A orillas del Támesis, no lejos de la iglesia de Rotherhithe, allí donde se alzan sobre el río los edificios más sucios y ruinosos, y los barcos son más negros como consecuencia del polvo de la hulla y del humo que escapa de los caserones emplazados al borde mismo de las aguas, existía, y existe en la actualidad, la más inmunda, la más singular, la más extraordinaria de las localidades que encierra en su seno la ciudad de Londres, y que desconocen, hasta de nombre, la inmensa mayoría de sus habitantes.

Para llegar hasta el sitio a que me refiero, preciso es atravesar una enmarañada red de callejas estrechas, tortuosas y cubiertas de lodo, frecuentadas por la población más pobre y grosera de la ribera, y dedicada al tráfico que los lectores adivinarán sin esfuerzo.

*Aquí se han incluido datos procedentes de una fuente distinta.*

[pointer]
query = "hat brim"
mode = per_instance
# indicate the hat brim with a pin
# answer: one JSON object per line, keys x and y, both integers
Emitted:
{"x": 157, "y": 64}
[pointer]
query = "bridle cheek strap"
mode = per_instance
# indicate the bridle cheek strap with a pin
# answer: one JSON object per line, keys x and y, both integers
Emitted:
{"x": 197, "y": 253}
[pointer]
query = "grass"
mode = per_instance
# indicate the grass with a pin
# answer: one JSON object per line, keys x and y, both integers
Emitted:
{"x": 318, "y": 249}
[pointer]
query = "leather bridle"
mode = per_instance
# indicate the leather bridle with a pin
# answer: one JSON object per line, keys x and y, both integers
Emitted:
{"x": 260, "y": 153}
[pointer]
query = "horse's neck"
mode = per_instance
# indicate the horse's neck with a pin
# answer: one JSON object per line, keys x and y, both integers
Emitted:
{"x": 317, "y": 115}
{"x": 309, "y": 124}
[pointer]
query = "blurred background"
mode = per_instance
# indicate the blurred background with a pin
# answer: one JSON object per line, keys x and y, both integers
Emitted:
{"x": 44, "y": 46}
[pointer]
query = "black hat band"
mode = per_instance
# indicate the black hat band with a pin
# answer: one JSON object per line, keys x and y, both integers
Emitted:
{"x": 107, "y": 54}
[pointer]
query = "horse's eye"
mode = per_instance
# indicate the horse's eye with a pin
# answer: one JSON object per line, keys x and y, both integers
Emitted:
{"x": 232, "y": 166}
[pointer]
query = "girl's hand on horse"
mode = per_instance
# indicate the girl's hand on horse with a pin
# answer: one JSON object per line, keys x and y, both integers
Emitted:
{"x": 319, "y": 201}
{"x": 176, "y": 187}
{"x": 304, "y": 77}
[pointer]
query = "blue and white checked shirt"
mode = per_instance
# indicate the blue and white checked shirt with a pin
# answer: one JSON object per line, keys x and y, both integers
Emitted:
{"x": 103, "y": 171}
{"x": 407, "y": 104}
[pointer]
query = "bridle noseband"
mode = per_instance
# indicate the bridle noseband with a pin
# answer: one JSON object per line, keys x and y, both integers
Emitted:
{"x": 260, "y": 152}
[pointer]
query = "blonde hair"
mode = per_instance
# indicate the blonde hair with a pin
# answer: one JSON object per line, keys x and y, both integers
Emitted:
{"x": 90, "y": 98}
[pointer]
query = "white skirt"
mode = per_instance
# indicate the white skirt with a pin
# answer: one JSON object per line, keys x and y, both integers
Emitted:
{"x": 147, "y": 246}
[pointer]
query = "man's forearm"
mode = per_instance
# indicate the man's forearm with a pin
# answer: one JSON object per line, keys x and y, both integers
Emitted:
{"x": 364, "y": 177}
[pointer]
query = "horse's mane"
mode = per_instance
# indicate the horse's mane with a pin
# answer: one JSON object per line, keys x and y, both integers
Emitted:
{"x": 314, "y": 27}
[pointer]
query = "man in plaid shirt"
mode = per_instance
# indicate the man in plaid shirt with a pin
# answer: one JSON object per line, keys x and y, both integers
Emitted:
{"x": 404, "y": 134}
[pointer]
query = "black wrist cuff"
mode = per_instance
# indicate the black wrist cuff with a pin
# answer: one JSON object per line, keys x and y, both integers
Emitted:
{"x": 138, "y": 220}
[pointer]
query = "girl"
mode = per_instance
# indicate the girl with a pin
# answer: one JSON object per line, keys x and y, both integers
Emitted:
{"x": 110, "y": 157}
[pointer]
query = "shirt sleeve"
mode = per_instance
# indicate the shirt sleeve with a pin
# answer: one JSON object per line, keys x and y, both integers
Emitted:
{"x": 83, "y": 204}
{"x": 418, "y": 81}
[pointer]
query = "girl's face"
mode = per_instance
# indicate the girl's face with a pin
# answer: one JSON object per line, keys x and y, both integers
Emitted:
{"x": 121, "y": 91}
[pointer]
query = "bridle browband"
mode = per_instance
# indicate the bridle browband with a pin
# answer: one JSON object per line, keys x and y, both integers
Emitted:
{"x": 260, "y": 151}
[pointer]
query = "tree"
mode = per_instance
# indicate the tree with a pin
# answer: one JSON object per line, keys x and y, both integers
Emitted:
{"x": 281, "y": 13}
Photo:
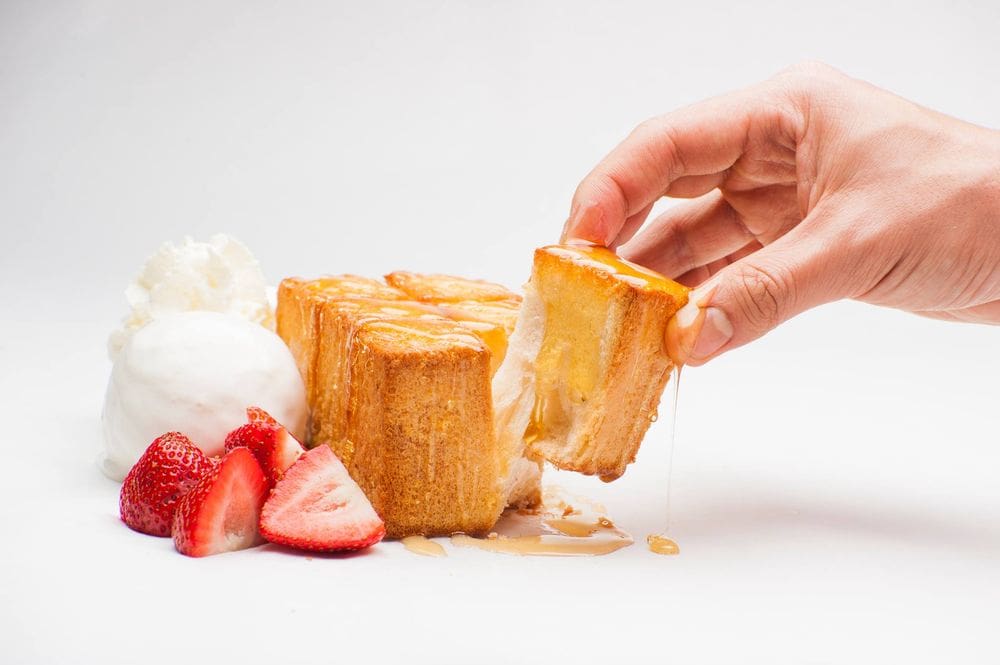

Encierran las tiendas las provisiones más baratas y menos delicadas: penden de la puerta del tendero, de las fachadas de las casas y de las ventanas los tejidos más burdos y ordinarios y las ropas menos conformes con las exigencias de la moda. El que penetra por aquel lugar, ha de pasar entre apiñados grupos de obreros sin trabajo, cargadores de lastre, descargadores de carbón, ha de codearse con turbas de mujeres desvergonzadas, con ejércitos de muchachos harapientos, con la escoria, la hez de la playa, ha de cerrar los ojos a espectáculos nauseabundos, y la nariz a miasmas de corrompidos, y los oídos al estruendo ensordecedor que producen los millares de carros que cruzan por todas partes, transportando pesadas mercancías desde los almacenes a los barcos, o desde éstos a aquéllos. Cuando al fin llega a calles más distanciadas y menos transitadas que las que acaba de dejar a sus espaldas, encuentra el visitante edificios que se sostienen de milagro, casas desmanteladas, paredes que amenazan caer sobre su cabeza, chimeneas medio derruidas, ventanas defendidas con barrotes de hierro enmohecido, más que enmohecido, comido por la herrumbre, y todas las características de la desolación y del abandono.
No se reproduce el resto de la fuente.